Läby Church (Läby kyrka) is a Lutheran church in the Archdiocese of Uppsala in Uppsala County, Sweden. It is located on the main road between Uppsala and Sala, and is the rural church closest to Uppsala city.

==History and architecture==
Although Läby Church certainly dates from the Middle Ages, its history is not known in any detail. Its origins may have been a Romanesque church, and according to some sources the oldest part of the church are from the 13th century. The church has furthermore been partially reconstructed and expanded at later times, but as to the question of what was built when there seems to be no consensus. The tower roof lantern at least seems to have been built at the beginning of the 19th century.

In 1890 the parish was merged with neighbouring Vänge parish, and the congregation moved to Vänge Church. Läby Church was abandoned and left in ruin. In the 1920s however the congregation decided to move back to its old church, and reconstruction works in the National Romantic style were begun under the leadership of architect Birger Jonzon. Archbishop Nathan Söderblom was involved in bringing the old church back to life. The restored church was opened again in 1928. Furnishings which had been removed were returned and the church received a new decorated ceiling.

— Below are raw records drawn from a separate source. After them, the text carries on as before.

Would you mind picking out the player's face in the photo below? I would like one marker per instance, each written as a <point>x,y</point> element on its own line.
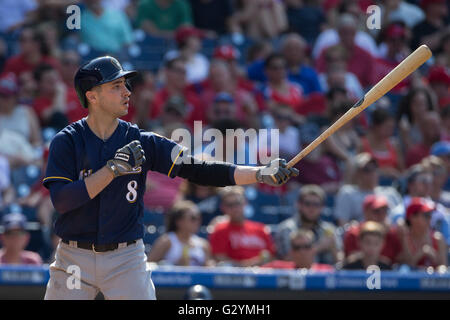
<point>114,97</point>
<point>302,252</point>
<point>371,245</point>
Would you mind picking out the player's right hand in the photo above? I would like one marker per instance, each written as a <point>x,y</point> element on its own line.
<point>127,159</point>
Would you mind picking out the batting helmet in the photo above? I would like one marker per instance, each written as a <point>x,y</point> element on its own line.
<point>96,72</point>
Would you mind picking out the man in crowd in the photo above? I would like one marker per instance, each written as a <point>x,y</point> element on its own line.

The church is one of the smallest in the diocese. It is a simple hall church with a medieval nave and sacristy. The construction material is fieldstone, and the roof is made of shake. Internally, the church is characterised by the undecorated walls, the flat ceiling and the curious pulpit, built in 1753 on top of a medieval altar and constructed by carpenter Magnus Granlund. The latter reflects a pietist tradition within Lutheranism that places the oral sermon in the centre of the life of the church. A triumphal cross from the 12th century originally from Läby Church is currently on display at the Swedish History Museum.